To allow something to inhabit us means we have created enough space with ourselves to have room for the other to be present with us.
It means we have moved the furniture of our hearts around to make space to welcome others into friendship with us.
It means we’ve attended to the language we use about “the other” who may come to dwell so that we have spacious-non-judgemental homes in our hearts for the Peace of God to INHABIT us.
It means we have given up some sort of power over our own selves so that God can do within us what God has dreamed for us from the beginning. To live in peace with God, with one another, indeed all of creation.
I heard a fellow pastor say this week that this week’s lessons aren’t a lesson in equalizing relationships. He said predators have no interest in eating straw. So how in the world would we ever be able to see a predator, the one with power (wolf) live in peace with the one without power (lamb) when the one without the power (the lamb) is the main staple of the predator (wolf)’s diet?
St Philip’s, Friends, I think my friend is right.
It won’t be until the Wolf decides to actively seek out ways to surrender his/her power to the Lamb that they will have curbed their appetite enough to be able to be in the presence of the lamb and not devour it.

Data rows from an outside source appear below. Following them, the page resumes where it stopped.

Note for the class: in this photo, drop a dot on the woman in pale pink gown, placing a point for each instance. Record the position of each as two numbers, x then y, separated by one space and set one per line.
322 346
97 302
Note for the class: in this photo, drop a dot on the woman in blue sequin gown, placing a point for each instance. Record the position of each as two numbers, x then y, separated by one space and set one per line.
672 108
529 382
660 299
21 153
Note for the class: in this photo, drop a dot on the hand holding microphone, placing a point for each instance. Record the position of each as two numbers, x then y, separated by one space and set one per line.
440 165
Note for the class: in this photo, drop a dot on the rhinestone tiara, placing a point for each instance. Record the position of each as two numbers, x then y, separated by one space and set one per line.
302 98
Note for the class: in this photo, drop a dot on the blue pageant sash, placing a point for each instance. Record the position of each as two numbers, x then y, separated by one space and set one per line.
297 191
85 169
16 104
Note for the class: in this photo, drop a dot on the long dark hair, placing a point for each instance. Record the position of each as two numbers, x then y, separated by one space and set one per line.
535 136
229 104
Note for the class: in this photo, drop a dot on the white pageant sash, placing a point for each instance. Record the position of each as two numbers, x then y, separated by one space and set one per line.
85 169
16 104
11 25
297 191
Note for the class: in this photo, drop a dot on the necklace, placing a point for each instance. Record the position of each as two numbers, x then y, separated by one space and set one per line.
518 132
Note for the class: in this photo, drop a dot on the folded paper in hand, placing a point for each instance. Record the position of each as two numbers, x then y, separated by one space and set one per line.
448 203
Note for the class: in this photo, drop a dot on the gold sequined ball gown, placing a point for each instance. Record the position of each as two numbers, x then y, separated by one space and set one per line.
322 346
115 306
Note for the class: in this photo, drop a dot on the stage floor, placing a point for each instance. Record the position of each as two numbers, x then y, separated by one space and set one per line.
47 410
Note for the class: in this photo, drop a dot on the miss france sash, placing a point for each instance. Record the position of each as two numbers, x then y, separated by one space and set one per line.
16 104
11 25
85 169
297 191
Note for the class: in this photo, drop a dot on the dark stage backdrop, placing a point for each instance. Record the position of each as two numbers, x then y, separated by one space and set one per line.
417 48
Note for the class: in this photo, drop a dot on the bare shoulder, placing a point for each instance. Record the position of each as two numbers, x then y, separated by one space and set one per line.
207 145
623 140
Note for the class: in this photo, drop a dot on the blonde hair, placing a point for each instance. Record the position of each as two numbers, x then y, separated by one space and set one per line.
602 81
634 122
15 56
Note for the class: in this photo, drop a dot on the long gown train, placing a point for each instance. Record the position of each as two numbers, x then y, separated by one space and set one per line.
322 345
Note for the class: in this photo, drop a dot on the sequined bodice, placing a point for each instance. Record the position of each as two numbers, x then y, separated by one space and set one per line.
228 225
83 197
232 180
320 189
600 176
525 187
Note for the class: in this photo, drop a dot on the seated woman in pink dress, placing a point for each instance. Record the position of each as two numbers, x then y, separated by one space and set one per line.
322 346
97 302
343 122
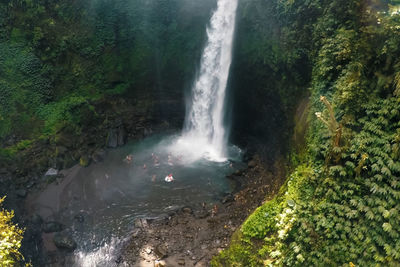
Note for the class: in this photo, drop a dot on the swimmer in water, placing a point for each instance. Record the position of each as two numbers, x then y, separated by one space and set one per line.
169 178
128 158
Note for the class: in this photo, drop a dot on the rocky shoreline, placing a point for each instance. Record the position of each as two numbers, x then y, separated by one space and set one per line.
191 236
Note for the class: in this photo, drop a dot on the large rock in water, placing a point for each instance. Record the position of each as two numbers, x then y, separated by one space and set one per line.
64 241
112 138
51 227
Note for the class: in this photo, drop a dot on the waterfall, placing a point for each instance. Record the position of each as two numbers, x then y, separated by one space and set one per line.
204 128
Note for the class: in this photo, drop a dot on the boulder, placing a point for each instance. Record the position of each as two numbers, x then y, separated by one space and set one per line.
187 210
252 164
79 218
51 172
51 227
159 263
161 251
121 136
141 223
98 155
64 241
84 161
21 193
36 219
112 138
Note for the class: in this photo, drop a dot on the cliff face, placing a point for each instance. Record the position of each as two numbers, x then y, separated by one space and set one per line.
81 69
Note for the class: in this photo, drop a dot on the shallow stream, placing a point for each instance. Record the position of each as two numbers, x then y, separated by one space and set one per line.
99 204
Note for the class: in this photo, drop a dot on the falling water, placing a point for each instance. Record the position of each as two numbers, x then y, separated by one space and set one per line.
204 126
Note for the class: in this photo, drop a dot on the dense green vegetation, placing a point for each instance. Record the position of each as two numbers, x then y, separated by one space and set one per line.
57 58
341 203
340 206
10 238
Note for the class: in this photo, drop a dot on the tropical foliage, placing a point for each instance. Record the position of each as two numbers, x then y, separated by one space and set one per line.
340 206
10 239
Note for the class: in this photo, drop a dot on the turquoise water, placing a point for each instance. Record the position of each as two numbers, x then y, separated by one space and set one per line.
99 203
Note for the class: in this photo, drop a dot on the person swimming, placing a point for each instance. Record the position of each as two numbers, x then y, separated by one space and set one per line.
169 178
128 158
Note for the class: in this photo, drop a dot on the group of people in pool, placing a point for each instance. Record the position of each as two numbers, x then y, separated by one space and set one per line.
156 162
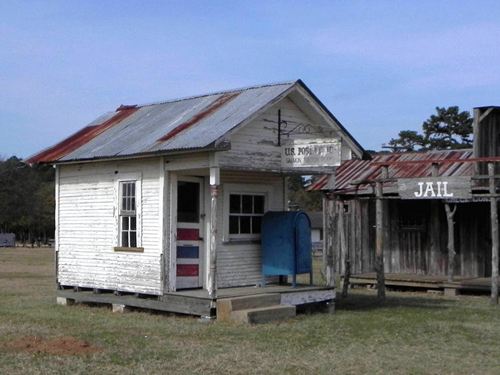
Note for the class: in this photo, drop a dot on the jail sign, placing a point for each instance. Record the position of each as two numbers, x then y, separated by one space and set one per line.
311 153
458 187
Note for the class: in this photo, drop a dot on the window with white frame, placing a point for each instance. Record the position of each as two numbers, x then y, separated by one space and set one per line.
245 215
128 214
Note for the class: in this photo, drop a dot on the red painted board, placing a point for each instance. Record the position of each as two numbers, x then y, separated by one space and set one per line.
188 234
187 270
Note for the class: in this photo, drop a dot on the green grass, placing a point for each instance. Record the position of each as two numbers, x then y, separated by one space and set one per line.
411 333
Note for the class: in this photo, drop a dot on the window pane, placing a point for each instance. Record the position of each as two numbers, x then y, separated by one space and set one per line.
246 204
233 225
133 239
124 239
256 224
258 204
235 204
125 223
188 202
245 224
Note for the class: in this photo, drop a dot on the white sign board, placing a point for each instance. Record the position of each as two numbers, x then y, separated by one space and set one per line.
457 187
301 153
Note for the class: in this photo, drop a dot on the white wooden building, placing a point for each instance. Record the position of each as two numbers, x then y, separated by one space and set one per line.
159 198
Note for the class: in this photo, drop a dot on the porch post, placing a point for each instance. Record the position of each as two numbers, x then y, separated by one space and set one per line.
451 239
494 234
379 234
329 239
214 194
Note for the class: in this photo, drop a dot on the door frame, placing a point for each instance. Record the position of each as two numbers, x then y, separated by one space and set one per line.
174 179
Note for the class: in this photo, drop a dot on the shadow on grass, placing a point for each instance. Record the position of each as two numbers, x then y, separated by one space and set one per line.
364 302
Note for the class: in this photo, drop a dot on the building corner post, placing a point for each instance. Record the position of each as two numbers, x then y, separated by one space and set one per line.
214 195
494 233
329 243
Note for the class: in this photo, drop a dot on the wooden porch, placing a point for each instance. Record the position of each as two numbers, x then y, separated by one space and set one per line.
430 283
196 301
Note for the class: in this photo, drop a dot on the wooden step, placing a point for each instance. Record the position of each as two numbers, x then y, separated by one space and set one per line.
226 306
264 314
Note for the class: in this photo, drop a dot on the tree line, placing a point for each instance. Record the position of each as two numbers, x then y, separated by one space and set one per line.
27 192
27 202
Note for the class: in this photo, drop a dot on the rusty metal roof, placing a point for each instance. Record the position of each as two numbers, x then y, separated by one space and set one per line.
400 165
198 122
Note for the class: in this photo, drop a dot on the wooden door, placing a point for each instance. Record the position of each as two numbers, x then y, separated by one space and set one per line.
189 239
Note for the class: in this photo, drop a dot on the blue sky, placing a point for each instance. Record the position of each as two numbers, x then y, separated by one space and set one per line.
379 66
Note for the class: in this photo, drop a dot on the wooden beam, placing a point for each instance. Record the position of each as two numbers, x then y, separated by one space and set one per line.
343 248
451 239
379 233
494 235
214 194
330 247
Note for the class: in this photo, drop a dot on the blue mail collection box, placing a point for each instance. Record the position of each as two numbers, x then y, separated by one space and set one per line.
286 243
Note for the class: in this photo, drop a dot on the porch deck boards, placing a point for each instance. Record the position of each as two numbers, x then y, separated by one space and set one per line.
197 301
480 284
249 290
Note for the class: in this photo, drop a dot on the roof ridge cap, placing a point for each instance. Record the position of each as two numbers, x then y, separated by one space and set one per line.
220 92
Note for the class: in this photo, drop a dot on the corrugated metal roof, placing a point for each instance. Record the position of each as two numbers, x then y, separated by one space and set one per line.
400 165
197 122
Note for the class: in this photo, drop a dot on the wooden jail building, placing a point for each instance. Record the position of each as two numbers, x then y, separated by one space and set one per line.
436 227
160 205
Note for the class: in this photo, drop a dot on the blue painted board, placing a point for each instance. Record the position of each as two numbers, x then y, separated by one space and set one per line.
286 243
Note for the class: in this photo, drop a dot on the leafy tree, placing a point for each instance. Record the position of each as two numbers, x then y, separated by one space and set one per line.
447 129
408 140
26 199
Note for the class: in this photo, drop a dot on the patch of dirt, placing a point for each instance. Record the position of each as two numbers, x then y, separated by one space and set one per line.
57 346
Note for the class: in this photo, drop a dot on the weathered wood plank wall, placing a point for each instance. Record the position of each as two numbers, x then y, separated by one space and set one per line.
412 245
87 228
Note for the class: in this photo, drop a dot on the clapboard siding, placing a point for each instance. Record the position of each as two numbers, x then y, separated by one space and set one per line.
255 145
240 264
87 228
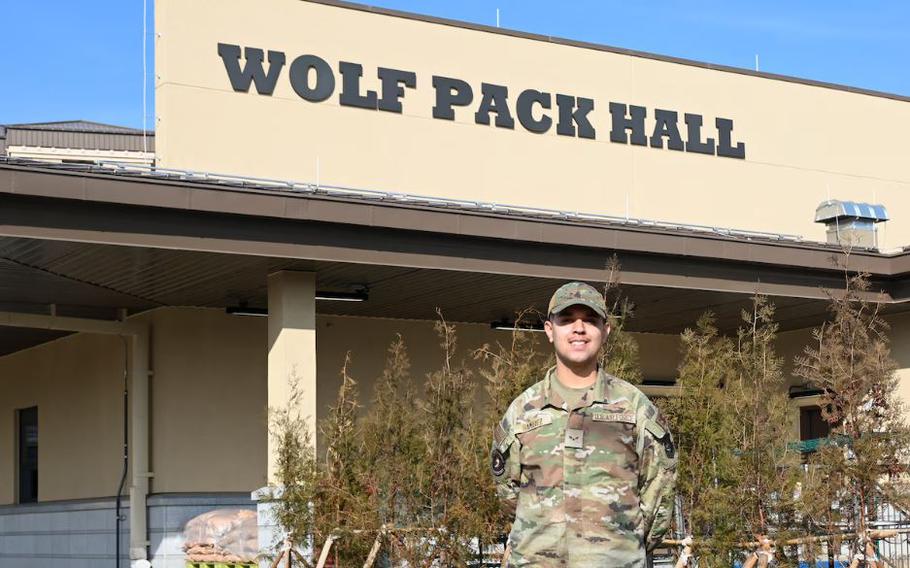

Remember how Isaiah said, “The wolf shall live with the lamb,
the leopard shall lie down with the kid”?
This work of living in peace is not the responsibility of the lamb, the baby goats, the children of the earth…
That’s where, for me, the knife gets a little sharp.
It’s the work of those with the power, those with privilege, to give up their power until ALL have what they need, so that we all can live in peace, so that God’s dream for humanity, that peaceable kingdom idea presented by the Prophet Isaiah, can be realized, and can inhabit us.
If I give away my power until I have less than someone else, like that exercise we did at the diocesan convention, the Kingdom of God will arrive more fully.
But it’s absolutely scandalous. And it’s not easy work.
It’s not something that just happens.
We have to cultivate it, seek out relationships with those less power than us, no matter how much (or little) we may have, and be close enough to them to ask them what they need.
And if they have the courage to tell us what they need, and we have it, it’s our duty to give to them. It is one of the main things Jesus taught.
Remember the rich young ruler? Remember the Great Commandment? Remember the “give to anyone in need?” Jesus was pretty serious about this.
The “world” is not going to give like this.
Our world, our culture, sees it as totally irresponsible.
Reckless even.
But God invites us to be free of our bondage to possessions.
God invites us to “see” others and to take the emotional and physical inventories needed that this season presents; if someone doesn’t have a coat, and you have two…give them one… maybe even give them your best one.
So, friends, as you move through your week, I pray that you will have the courage to hope for something.
I pray that you will have the grace to see someone whom you could share with and that you say yes.
I pray that we are able to remember that we are Children of the Light and that you realize that God warrants us to pray for this peaceable realm of God to be on earth as it is in heaven.
“May the God of hope fill you with all joy and peace in believing, so that you may abound in hope by the power of the Holy Spirit.” Amen.